The family created the Stephen Siller Tunnel to Towers Foundation to honor him, his fellow firefighters and 71 law-enforcement officers who also perished, as well as the thousands of civilians killed in the attacks.
"It reminds me to be as good as I can be, to live as much as I can, and to push through difficult times," said Siller’s niece, Mae Zolotowsky, of East Brunswick, New Jersey. "It reminds me of how I want to live my life."
The organization, founded to support the families of first responders and military personnel, will pay off the mortgages or built housing this year for the families of 200 police and firefighters who have died, Frank Siller said. Tunnel to Towers has already paid off the mortgages of 250 first responders.
One of those beneficiaries is Jackie McDevitt of Lynbrook, whose FDNY firefighter Matthew McDevitt died from cancer in October 2019, leaving her to raise their two children by herself. She ran through the tunnel wearing her husband’s fire coat.
"It was so emotional, so heavy and so inspiring," McDevitt said. "I had chills all over my body."
FDNY Capt. Jerry Snell of Long Beach and the Long Beach Waterfront Warriors -- which raises money to treat service members who received treatment at the Walter Reed National Military Medical Center in Virginia to vacations on Long Island and New York City -- said they participated in the run to honor eight firefighters from Long Beach who died at Ground Zero. They were among the runners rewarded at the end of the run with a block party that on Vesey Street, complete with ribs, hot dogs, burgers and live music, including a smoking performance by the Benny Havens West Point Band and a concert by country music stars Big & Rich.
"We want it to be a joyous occasion.
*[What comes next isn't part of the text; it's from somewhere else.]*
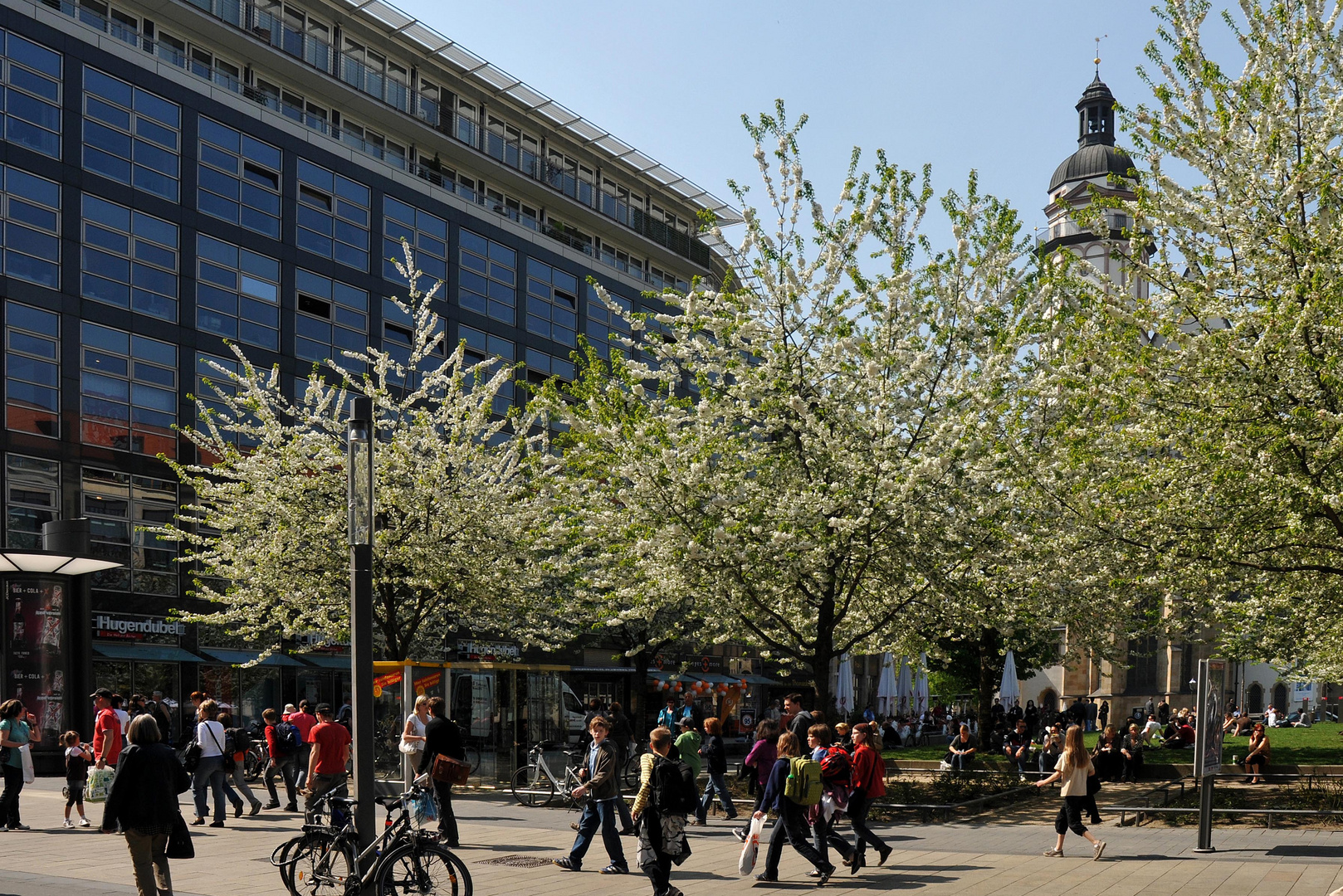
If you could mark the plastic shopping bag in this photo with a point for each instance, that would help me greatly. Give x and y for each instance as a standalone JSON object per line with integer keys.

We wanted to honor their sacrifices," Siller said of those who died on 9/11. "But we also wanted to celebrate their lives."
Snell, who was working at the World Trade Center as a Port Authority engineer when the towers fell, said it was important for him to attend the Tunnel to Towers run on the 20th anniversary of the attacks to honor Stephen Siller’s commitment to service -- and celebrate the fact that he survived that awful day.
"It is important to show we can’t forget," Snell said. "If nobody carries the torch and nobody tells the stories, it will fade."